Aveva ripreso a piangere convulsamente e tremava. Mia madre cercò di calmarlo e consolarlo, anche perché temeva che fosse rimasto svenuto per qualche tempo.
Dopo che fu a letto ed ebbe bevuto del latte caldo:
“Lo hai visto?” gli chiesi, “perché dici che era l’uomo nero?”
“Perché aveva un capello nero, ma non si faceva vedere in faccia.”
“Lascialo stare in pace! Ora deve dormire,” intervenne mia madre.
Un’idea era fissa nella mia mente e la corrodeva come un tarlo: Licantropia!
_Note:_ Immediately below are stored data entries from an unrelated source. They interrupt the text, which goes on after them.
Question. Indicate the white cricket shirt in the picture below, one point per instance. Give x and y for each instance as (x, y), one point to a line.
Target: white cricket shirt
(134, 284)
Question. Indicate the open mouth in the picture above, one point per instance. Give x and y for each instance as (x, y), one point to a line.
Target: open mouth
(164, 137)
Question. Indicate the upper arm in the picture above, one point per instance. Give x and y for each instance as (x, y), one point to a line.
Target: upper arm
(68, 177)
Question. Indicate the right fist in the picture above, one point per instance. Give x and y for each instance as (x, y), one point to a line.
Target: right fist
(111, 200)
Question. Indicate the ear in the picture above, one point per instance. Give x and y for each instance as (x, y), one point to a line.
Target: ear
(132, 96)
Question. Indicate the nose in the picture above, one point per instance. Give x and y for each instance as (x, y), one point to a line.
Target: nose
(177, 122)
Io studio a Psicologia e proprio in quei giorni stavo preparando un esame sulle patologie nervose.
Quella è un’affezione assai rara di natura isterica e gli individui che ne sono colpiti si sentono spinti a simulare il comportamento del lupo.
Possibile? Era mai possibile che mio padre fosse divenuto licantropo? Questo sospetto mi faceva venire i brividi, ma non potevo escluderlo.
Sto scrivendo tutte queste cose affinché si comprenda che è innocente e che ciò che ha commesso, lo ha fatto senza rendersene conto, senza piena avvertenza. Lo ha fatto nei momenti di crisi, quando la sua personalità si sdoppiava e diveniva furioso, incontrollabile. Eppure forse, proprio l’amore per noi lo bloccava e ci ha salvati.
Ricordo il momento atroce in cui mi afferrò, in preda ad un attacco di licantropia. Non era più lui. I suoi occhi tanto buoni, erano trasformati. Erano feroci, fuori dalle orbite! La bocca contorta e le braccia spalancate.
Povero papà mio!
Terrorizzata lo chiamavo, lo supplicavo di lasciarmi stare:
“Papà sono io! Papà guardami! Lasciami, non farmi male!”
Portò anche me in garage e prese la scure con cui taglia i rami degli alberi.
Compresi che non ragionava assolutamente e pensai che fosse venuta la mia ultima ora. Gridai atterrita e cercai di guardarlo negli occhi. Fu proprio allora, quando le sue pupille fissarono le mie, che uno strano guizzo attraversò il suo sguardo. Con uno scarto, mi buttò fuori dalla rimessa e chiuse la saracinesca. Si rinchiuse dentro. Urlava, ma mi aveva salvata da se stesso. L’amore era stato più forte della sua stessa pazzia.
Ero scappata ed ero corsa dai Carabinieri a chiedere aiuto. In fondo era ciò che aveva voluto.